I'm just waiting until Cricket comes on to donate. 

Helena


----------



## Inner10 (Mar 12, 2009)

Pink ribbon is over funded and over exposed, like many large charities. 

Robie made a compelling argument for TFT, I'll support that.


----------



## mako1 (Sep 1, 2013)

I'm in.TFT's is the best.


----------



## Robie (Feb 25, 2005)

Just an FYI....if the administrators are going to order the toys, a boatload of money can be saved on shipping if you are an Amazon prime member.


----------



## Admin (Dec 10, 2003)

Oh I know  

I <3 Amazon!!! 

I have family out west (Im in Toronto they are in Saskatchewan) So For Christmas i get all their gifts on Amazon, so I pay no shipping!!! 

 

Helena


----------



## NJGC (Apr 5, 2014)

Nice work ladies and gents.....I'm in for next year. Sorry I missed out this go around.


----------



## Robie (Feb 25, 2005)

I just looked at my wish list...$1504.00 would have bought 119 gifts. 

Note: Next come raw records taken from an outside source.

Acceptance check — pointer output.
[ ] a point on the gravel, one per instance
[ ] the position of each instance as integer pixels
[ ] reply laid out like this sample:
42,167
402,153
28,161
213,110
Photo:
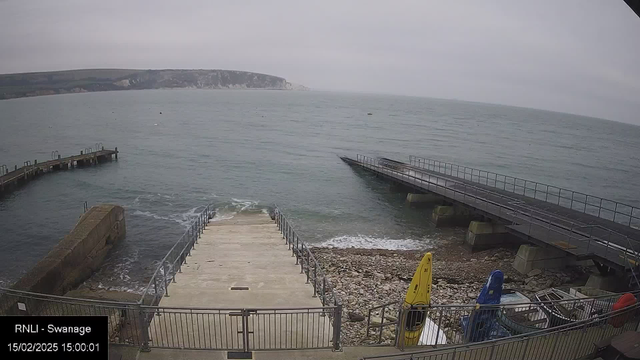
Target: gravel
365,278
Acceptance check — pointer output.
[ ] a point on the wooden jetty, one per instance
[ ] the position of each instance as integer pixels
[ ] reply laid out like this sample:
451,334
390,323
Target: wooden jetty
11,180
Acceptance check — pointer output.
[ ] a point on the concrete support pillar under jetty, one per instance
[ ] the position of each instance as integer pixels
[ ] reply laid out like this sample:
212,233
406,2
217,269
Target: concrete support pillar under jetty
531,257
611,282
485,235
451,216
423,199
398,189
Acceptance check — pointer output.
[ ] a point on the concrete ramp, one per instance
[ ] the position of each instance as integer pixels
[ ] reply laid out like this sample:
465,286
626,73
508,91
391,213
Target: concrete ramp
241,263
244,290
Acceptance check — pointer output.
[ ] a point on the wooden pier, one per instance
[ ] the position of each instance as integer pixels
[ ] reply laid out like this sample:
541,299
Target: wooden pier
11,180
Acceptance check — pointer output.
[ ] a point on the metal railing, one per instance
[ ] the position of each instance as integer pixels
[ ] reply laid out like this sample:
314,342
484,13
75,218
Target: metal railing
322,286
172,262
567,342
593,205
190,328
607,244
146,325
241,329
445,321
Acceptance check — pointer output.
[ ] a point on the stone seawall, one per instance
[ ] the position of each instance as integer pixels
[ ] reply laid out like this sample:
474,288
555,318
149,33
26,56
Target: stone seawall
79,254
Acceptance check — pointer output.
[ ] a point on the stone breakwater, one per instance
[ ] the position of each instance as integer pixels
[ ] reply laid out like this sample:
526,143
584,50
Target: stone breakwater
367,278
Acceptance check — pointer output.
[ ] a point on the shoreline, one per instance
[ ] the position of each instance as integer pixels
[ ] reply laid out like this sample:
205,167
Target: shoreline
365,278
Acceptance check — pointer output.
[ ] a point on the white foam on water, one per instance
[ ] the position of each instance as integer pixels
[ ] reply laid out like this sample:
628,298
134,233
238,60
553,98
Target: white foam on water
183,219
226,216
244,204
368,242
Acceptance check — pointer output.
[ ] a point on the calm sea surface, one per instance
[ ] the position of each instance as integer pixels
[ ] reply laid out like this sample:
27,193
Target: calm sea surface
245,150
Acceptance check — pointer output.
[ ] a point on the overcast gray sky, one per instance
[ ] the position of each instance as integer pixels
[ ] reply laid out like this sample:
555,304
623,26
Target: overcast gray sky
577,56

I think we can triple that next year.

If the admins want the wish list for any reason/hold on to it for next year, before I clear it, let me know.

FYI...the Marine I spoke with said that the age groups that receives the fewest toy donations is toddlers and 12 year olds.


----------



## KAP (Feb 19, 2011)

A nice gesture would be for each point the community donates, CT matches... :thumbsup:

Kudos to those who thought it up and executed it... :clap:

One of the reasons I love Christmas... seeing people thinking of others...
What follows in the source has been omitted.